Publié le 28 février 2019
FINANCE DURABLE
Les catastrophes naturelles tapent dans les profits des assureurs
Les compagnies d’assurance et de réassurance ont presque toutes vu leurs résultats financiers impactés par les nombreuses catastrophes naturelles en 2018. L’augmentation des pertes économiques liées aux événements climatiques commence à inquiéter les assureurs. Mais pas à court terme.

@Brandon Perdue
La note est salée pour les compagnies d’assurance. Le coût des catastrophes naturelles qui se sont succédé aux troisième et quatrième trimestres 2018 a sévèrement entaillé leurs profits, Axa en tête. Le premier assureur français a vu son résultat net chuter de 66 %, à 2,1 milliards d’euros, en partie à cause des indemnisations liées aux événements naturels. Celles-ci lui ont coûté deux milliards d’euros sur l’année 2018, sa filiale américaine ayant été particulièrement touchée. Les feux de forêt en Californie et l’ouragan Michael lui ont respectivement coûté 335 et 261 millions d’euros.

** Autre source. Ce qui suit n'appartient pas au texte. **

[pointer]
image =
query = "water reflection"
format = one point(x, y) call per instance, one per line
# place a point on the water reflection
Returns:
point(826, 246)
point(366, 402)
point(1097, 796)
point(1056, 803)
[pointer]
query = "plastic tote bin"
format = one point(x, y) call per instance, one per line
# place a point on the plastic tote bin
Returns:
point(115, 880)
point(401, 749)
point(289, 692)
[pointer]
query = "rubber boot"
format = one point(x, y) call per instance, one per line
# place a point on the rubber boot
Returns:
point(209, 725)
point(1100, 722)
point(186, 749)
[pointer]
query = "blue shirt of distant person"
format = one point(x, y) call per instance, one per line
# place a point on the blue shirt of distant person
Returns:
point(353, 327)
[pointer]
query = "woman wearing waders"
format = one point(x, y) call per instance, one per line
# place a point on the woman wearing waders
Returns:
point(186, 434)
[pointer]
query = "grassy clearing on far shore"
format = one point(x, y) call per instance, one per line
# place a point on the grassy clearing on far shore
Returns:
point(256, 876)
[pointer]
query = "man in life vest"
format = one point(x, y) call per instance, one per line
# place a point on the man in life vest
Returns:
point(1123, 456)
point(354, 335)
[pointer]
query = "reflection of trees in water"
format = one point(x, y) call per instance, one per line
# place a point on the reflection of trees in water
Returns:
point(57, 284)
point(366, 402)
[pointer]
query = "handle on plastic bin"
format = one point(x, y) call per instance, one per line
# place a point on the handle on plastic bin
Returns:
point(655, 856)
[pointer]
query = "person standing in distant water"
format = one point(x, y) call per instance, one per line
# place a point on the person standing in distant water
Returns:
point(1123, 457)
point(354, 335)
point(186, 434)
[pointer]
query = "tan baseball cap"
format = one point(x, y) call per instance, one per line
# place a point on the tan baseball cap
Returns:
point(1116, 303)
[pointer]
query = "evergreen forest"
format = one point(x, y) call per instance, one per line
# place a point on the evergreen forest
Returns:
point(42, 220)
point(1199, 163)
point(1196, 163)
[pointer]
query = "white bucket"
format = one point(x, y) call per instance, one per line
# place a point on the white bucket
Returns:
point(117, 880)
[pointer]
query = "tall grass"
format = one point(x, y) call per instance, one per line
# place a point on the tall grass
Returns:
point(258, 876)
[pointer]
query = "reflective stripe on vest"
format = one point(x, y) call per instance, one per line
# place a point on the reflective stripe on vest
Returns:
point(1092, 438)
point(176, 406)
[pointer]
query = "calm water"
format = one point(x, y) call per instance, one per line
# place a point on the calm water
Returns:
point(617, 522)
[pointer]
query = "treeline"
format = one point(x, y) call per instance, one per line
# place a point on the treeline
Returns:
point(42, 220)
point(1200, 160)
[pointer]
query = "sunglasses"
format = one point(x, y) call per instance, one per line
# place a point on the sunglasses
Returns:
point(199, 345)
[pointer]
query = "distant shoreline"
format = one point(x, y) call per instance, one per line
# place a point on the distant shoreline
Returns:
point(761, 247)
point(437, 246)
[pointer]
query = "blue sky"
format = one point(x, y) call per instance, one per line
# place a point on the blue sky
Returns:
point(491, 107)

Les autres entreprises du secteur n’affichent pas meilleure mine. Les annonces des résultats financiers s’enchaînent avec, toutes, le même message sur l’impact négatif de la succession de catastrophes naturelles en 2018. Le réassureur français Scor annonce ainsi un impact de 657 millions d’euros sur ses comptes, citant notamment les typhons en Asie, les ouragans aux Etats-Unis et les feux en Californie. Son concurrent Swiss Re chiffre le coût des catastrophes à 2,2 milliards de dollars. L’assureur américain AIG, qui affiche des comptes dans le rouge au quatrième trimestre 2018, annonce un coût de 798 millions de dollars.
Des pertes économiques à plus de 200 milliards de dollars
Cette situation, l’industrie de l’assurance va sans doute devoir s’y habituer. La fréquence des catastrophes naturelles a tendance à augmenter et les coûts suivent. Selon le rapport annuel sur les catastrophes naturelles dans le monde publié fin janvier 2019 par le courtier Aon, les pertes économiques se sont élevées à 225 milliards de dollars dans le monde en 2018, dont 90 milliards de dollars de dégâts assurés.
Des chiffres en net recul par rapport à l’année 2017, parmi les plus élevés en termes de pertes économiques (450 milliards de dollars) et de dégâts indemnisés (147 milliards de dollars) en raison notamment de trois ouragans majeurs ayant chacun dépassé les 20 milliards de dollars de coûts assurés. Un recul qu’Aon nuance aussitôt. "Le total de 225 milliards de dollars marque la troisième année consécutive de pertes liées aux catastrophes dépassant le seuil des 200 milliards de dollars et c’était la dixième fois depuis l’an 2000", souligne le courtier dans son rapport. Le rapport remarque également que l’année 2018 était la quatrième année la plus chaude depuis 1880, les cinq années les plus chaudes jamais enregistrées s’étant produites… ces cinq dernières années.
Le risque climatique préoccupant à moyen terme
Les compagnies d’assurance commencent à s’alarmer de ces chiffres. Elles sont de plus en plus nombreuses à désinvestir progressivement du charbon. Selon le dernier baromètre des risques émergents de la Fédération française de l’assurance (FFA), paru en février 2019, les sociétés d’assurance placent le réchauffement climatique en deuxième position des risques les plus élevés, mais seulement à horizon 5 ans.
A plus court terme, il a en revanche tendance à perdre en intensité. Alors qu’il était au deuxième rang de leurs préoccupations à horizon un an en 2018, il n’est plus qu’en cinquième position en 2019, devancé notamment par la cybercriminalité et les tensions sociales.
Un équilibre fragile
A leur décharge, jusqu’ici tout va (encore) bien pour l’industrie de l’assurance. Les mécanismes de réassurance (l’assurance des assureurs) demeurent suffisamment capitalisés, avec près de 600 milliards de dollars à disposition, pour absorber des coûts économiques liés aux catastrophes naturelles. Les compagnies d’assurance, malgré l’impact négatif de ces événements, ont ainsi globalement réussi à conserver des comptes dans le vert en 2018 en diversifiant leurs risques. Seules les plus petites compagnies ont réellement souffert.
L’équilibre ne tiendra toutefois qu’à condition que les événements de grande ampleur, dépassant les 25 milliards de dollars de pertes économiques et 15 milliards de dollars de dégâts assurés, ne s’enchaînent pas de manière trop rapprochée. Quelques années consécutives au même niveau que 2017 pourraient commencer à poser problème.